Alix stood over the bathroom sink, blinking at the mirror while fine silver flecks clung to her cheekbones, collarbones, even the curve of her ear.
Like she’d slept in a snow globe. She dragged a damp washcloth over her face, and more glitter surfaced, multiplying in the hard light.
Her short, shaggy hair — tousled just so with enormous effort last night — now slumped sideways in defeat.
The gray peacoat she’d worn lay collapsed on the tile like a glamorous corpse.
Too hungover to care.
Edward. That had been the idea. Not Scissorhands, though maybe next year.
The sparkle version. Gray coat, black tee, Wayfarers, fangs, and a reckless amount of body glitter.
She’d nailed it. Her camera roll said so: grinning with denture-store fangs glued to her canines, Lola dressed as Bella, Oscar as Jacob. A Halloween miracle.
She spat toothpaste, rinsed, and reached for the ibuprofen. Shook the bottle. One hollow click. Empty.
“Cool. Love that for me.”
Memory came back in pieces. The Hollow packed shoulder to shoulder. Witches. Devils. A superhero with his cape in the nachos. Her at the bar, glittering like a disco ball, slapping the counter and yelling, Everyone, we’re singing “Happy Birthday” to my friend or I’m turning you all into vampires!
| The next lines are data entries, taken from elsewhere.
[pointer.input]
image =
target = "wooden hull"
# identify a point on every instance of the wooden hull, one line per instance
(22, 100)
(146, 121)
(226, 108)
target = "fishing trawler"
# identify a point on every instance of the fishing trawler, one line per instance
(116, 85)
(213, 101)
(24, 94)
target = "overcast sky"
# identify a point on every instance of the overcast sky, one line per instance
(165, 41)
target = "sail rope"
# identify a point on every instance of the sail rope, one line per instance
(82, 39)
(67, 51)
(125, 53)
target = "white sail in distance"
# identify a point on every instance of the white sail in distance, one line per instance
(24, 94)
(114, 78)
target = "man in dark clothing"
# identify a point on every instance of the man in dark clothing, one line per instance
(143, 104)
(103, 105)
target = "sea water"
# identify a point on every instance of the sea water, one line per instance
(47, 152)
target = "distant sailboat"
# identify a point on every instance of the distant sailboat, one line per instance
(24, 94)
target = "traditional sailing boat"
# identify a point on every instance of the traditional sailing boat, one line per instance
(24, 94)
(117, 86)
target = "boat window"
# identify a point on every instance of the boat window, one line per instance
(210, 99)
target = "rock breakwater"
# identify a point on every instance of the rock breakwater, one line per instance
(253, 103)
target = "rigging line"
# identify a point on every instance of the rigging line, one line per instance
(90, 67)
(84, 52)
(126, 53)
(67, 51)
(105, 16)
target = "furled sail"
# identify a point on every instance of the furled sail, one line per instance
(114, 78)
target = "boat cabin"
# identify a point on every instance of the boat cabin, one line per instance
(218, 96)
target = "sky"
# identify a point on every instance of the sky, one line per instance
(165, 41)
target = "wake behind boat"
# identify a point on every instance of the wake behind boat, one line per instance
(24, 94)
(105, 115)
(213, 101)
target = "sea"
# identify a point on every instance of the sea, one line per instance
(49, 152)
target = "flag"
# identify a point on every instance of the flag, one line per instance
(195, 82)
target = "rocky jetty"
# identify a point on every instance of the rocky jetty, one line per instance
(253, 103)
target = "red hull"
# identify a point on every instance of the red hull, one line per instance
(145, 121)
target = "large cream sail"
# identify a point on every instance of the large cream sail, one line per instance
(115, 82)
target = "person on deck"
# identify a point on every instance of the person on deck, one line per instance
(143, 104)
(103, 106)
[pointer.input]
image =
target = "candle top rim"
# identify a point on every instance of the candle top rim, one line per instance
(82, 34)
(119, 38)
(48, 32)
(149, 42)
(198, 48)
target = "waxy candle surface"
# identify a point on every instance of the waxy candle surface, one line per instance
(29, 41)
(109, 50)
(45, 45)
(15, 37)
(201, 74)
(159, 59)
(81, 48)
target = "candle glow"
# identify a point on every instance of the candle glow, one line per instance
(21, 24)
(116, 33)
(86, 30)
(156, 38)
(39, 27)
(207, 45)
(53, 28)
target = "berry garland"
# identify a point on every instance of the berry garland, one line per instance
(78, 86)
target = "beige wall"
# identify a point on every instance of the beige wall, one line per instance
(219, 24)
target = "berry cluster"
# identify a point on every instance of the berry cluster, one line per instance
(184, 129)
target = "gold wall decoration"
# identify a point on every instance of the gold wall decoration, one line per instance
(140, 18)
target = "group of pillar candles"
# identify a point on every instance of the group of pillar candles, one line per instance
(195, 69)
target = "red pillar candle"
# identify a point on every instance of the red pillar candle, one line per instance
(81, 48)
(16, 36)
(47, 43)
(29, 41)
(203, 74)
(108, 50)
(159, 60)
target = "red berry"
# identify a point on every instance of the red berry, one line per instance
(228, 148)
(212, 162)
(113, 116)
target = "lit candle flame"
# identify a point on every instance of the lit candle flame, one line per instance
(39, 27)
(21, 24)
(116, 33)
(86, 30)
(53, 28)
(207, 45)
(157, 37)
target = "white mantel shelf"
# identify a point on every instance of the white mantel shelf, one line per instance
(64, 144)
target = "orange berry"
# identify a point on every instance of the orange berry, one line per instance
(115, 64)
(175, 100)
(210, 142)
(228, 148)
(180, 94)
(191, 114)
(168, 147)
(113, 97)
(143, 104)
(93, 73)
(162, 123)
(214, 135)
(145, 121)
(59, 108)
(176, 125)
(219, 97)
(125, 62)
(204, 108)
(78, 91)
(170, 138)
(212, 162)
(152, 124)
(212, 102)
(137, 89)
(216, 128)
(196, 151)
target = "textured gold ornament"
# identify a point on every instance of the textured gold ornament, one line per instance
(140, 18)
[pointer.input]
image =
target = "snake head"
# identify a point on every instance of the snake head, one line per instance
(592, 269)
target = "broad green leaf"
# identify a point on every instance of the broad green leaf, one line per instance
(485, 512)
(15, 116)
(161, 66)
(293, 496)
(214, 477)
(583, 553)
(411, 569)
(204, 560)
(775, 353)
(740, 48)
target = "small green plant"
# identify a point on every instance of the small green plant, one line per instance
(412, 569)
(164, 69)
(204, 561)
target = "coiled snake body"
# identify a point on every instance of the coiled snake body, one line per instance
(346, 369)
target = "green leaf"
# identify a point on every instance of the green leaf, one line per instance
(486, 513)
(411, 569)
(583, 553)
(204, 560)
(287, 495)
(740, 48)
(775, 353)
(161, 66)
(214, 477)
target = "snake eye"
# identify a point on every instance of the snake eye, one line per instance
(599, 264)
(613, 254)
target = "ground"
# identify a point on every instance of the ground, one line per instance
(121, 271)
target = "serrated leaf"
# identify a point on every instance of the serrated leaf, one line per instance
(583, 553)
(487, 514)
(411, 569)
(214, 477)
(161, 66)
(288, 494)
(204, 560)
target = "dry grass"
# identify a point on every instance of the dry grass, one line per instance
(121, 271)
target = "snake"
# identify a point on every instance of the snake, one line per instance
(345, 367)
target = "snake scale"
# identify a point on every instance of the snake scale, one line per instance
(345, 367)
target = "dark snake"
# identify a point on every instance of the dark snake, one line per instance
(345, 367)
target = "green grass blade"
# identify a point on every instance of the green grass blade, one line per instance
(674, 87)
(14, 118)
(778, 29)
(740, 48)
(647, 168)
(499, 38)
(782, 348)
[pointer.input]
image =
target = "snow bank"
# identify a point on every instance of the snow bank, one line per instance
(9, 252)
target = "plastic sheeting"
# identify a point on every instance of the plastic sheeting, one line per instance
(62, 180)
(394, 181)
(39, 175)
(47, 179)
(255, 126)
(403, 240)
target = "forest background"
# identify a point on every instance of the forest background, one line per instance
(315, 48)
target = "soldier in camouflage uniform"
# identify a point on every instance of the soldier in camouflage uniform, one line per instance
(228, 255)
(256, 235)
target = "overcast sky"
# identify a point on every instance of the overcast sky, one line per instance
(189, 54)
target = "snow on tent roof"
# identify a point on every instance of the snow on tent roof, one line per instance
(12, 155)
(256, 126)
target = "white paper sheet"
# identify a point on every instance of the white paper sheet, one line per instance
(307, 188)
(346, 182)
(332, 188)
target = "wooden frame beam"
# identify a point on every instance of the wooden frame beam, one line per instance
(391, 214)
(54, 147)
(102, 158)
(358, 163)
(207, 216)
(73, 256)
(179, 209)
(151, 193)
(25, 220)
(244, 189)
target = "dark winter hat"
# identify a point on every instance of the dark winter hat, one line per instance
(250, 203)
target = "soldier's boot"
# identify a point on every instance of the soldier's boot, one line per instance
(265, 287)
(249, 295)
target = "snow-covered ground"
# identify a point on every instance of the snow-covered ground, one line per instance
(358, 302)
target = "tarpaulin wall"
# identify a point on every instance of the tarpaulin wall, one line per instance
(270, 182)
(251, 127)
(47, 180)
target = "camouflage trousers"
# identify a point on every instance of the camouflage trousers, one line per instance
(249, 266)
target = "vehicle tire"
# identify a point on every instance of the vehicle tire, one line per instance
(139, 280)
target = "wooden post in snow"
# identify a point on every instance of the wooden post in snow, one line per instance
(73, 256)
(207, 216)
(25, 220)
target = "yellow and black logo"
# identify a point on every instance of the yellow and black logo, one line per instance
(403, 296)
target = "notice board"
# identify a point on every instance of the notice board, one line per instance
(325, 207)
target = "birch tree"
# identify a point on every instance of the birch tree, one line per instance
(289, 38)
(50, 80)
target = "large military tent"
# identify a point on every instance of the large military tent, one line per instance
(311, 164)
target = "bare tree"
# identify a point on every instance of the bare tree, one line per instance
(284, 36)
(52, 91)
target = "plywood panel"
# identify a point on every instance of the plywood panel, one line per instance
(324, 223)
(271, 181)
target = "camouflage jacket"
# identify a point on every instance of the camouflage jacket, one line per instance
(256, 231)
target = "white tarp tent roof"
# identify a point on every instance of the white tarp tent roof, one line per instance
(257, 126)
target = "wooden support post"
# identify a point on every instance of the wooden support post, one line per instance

Laughter, noise, a hundred off-key voices shouting Grace’s name. Oscar trying to harmonize. Lola crying from laughing too hard. Grace watching her through the mess of it, eyes bright, unguarded.
Alix remembered the thump of her own heartbeat, the bow she took with her sunglasses sliding crooked, glitter catching the neon like sparks.
And somewhere in all that chaos, her first call with Grace.
Grace.
Grace’s birthday. Grace standing in a pantry, of all places, lit by the weak bulb overhead, laughing as if the shelves of canned beans were a comedy club. And Grace being… well, fucking gorgeous.
Alix hadn’t really bothered to picture her before; imagining what “Gator” looked like had always felt like crossing some forbidden line in their Breakup Buddy bromance.
But Jesus. When she had let her brain wander, she definitely hadn’t conjured this — bright hazel eyes steady enough to level her, lips that made promises just sitting there, skin flawless in a way that didn’t feel fair, and that sleek, glossy hair like it belonged in a shampoo ad instead of a pantry FaceTime.
Now, in the kitchen, her skull pulsing, she fussed with Phyllis’s fancy coffee maker and cursed herself for being a drunken idiot on their first video call.
The doorbell rang.
“Phyllis?” she called, because Phyllis had a habit of going out for yoga or a farmers market and returning without her keys, certain that Alix’s psychic gifts would detect her at the door. “Did you forget your—”
She cracked the door open, T-shirt and underwear and bedhead and glitter, expecting Phyllis to be holding four bundles of kale and something inexplicably perfect, like the time she brought home a Venus fly trap.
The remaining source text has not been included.